Holiday House London

November 8-December 10, 2017

St. John’s Wood, Northwest London

Holiday House London, Hamilton Terrace. Courtesy Holiday House London.

The inaugural Holiday House London opens this week in celebration of the tenth anniversary of Holiday House New York, opening November 15th. The former is held within two houses on one of the most exclusive streets in London. Rooms of the showhouses will be furnished by leading interior designers with the themes of holidays past or personal experiences. The designers involved represent the best interior designers in the UK. They include Fiona Barratt Interiors, Studio QD and Nicky Haslam, Patrick Lonn Design, Justin Van Breda London and Nina Campbell, Sophie Paterson Interiors and Cambria, Iggi Interior Design, Natalia Miyar Atelier and LuxDeco, Oleg Klodt Architecture and Design, Rachel Laxer Interiors, The Invisible Collection by Bismut & Bismut, Turner Pocock, Taylor Howes, and Shalini Misra to name but a few. Proceeds from Holiday House events benefit The Breast Cancer Research Foundation® (BCRF); Holiday House founder, Iris Dankner, is a breast cancer survivor and created the Holiday House to raise crucial funds for the prevention and cure of breast cancer.

The Salon Art+Design
November 9-13, 2017

Park Avenue Armory, Park and 66th, NYC

Zaha Hadid, Mirror Cloud-1, 2013. Mirror polished stainless steel, mounted on wood, 63 × 65 × 1 1/5 in. Courtesy David Gill Gallery, London.

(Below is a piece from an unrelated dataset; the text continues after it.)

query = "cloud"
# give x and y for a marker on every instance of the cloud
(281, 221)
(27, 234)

In its six years, The Salon Art+Design has gained a reputation for high caliber exhibitors who combine styles, genres, and periods, from historic to contemporary, to create a vibrant mix of impeccable quality. This year, 56 galleries from 11 countries will exhibit a dazzling array of material. Events include Design Conversations, Designer Tours, Pop-Up exhibits and an exhibition on the jewelry of Giampiero Bodino.  

Amy Lau's "New Nouveau" installation at Salon Art+Design.

For the first time in its history, Salon Art+Design has invited an interior designer to exhibit at the fair, New York’s Amy Lau. Lau’s installation, “Atmosphere by Amy Lau” will present a living room designed with the theme “The New Nouveau.” Lau has selected works by Art Nouveau designers of the 1940s through 1960s and paired their material with the work of contemporary designers influenced by the style period. Conceived as a unified whole, the Art Nouveau theme encompasses the aesthetics of the furniture to the hand-painted murals and the upholstery. 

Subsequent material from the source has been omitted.